Objective—To develop and validate a radioimmunoassay (RIA) for measuring canine pancreatic lipase immunoreactivity (cPLI) in serum obtained from dogs.

Sample Population—Serum samples from 47 healthy dogs.

Procedures—Canine pancreatic lipase (cPL) was purified from pancreatic specimens of dogs. Antibodies against cPL were raised in rabbits and purified by use of affinity chromatography. A tracer was produced by iodination of cPL with 125I. An RIA was established and validated by determination of sensitivity, working range, dilutional parallelism, spiking recovery, and intra- and interassay variability. A reference range for cPLI in serum was established by use of the central 95th percentile for samples obtained from 47 healthy dogs.

Results—Sensitivity and upper limit of the working range were 0.88 and 863 µg/L, respectively. Observed-to-expected ratios for serial dilutions ranged from 84.9 to 116.5% for 4 samples. Observedto- expected ratios for spiking recovery ranged from 82.8 to 128.6% for 4 samples. Coefficients of variation for intra-assay variability for 4 serum samples were 18.3, 4.2, 3.5, and 8.9%, whereas interassay coefficients of variation were 29.2, 6.2, 3.9, and 4.4%, respectively. The reference range was 4.4 to 276.1 µg/L.

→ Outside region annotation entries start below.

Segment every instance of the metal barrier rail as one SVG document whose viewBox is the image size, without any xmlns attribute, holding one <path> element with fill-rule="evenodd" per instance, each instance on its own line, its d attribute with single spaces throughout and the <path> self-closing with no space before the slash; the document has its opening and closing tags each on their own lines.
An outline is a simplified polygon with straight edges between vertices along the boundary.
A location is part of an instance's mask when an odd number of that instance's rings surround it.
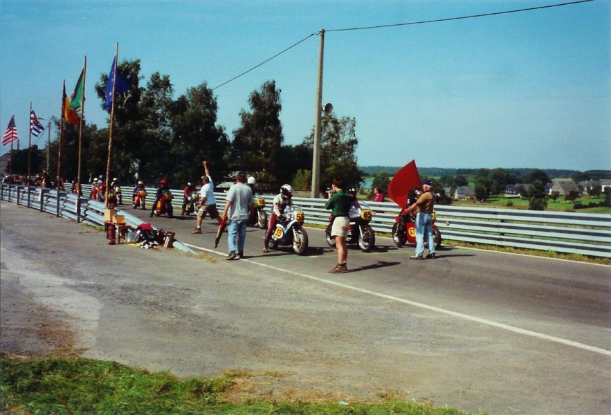
<svg viewBox="0 0 611 415">
<path fill-rule="evenodd" d="M 83 194 L 89 194 L 91 185 L 83 185 L 82 187 Z M 183 191 L 171 192 L 174 196 L 172 205 L 175 210 L 180 209 Z M 147 209 L 151 209 L 156 190 L 147 188 Z M 124 205 L 129 206 L 131 189 L 122 193 Z M 225 194 L 217 192 L 215 195 L 219 209 L 222 209 Z M 263 198 L 271 206 L 273 196 L 264 195 Z M 79 221 L 98 225 L 104 223 L 103 203 L 83 198 L 77 203 L 75 195 L 65 192 L 60 192 L 57 198 L 55 190 L 2 185 L 1 199 Z M 325 209 L 326 200 L 299 197 L 293 200 L 305 212 L 306 224 L 329 223 L 329 211 Z M 390 233 L 399 213 L 397 205 L 389 202 L 367 203 L 375 212 L 371 222 L 374 230 Z M 80 212 L 77 212 L 77 206 L 81 207 Z M 119 206 L 118 209 L 131 226 L 141 222 L 127 213 L 129 208 Z M 611 215 L 447 205 L 437 205 L 435 211 L 437 225 L 444 239 L 611 258 Z"/>
<path fill-rule="evenodd" d="M 91 191 L 91 185 L 89 187 Z M 83 187 L 85 194 L 84 186 Z M 77 197 L 75 194 L 58 192 L 53 189 L 3 184 L 0 189 L 0 199 L 76 222 L 84 222 L 102 228 L 104 225 L 104 202 Z M 141 219 L 129 214 L 120 206 L 116 212 L 125 216 L 125 223 L 133 230 L 143 223 Z M 154 227 L 154 229 L 158 230 Z M 193 250 L 179 241 L 174 240 L 173 246 L 182 251 L 194 253 Z"/>
</svg>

Conclusions and Clinical Relevance—We conclude that the RIA described is sensitive, linear, accurate, precise, and reproducible, with limited accuracy in the high end of the working range and limited precision and reproducibility in the low end of the working range. Additional studies are needed to evaluate whether this degree of accuracy, precision, and reproducibility will negatively impact clinical use of this assay. (Am J Vet Res 2003;64:1237–1241)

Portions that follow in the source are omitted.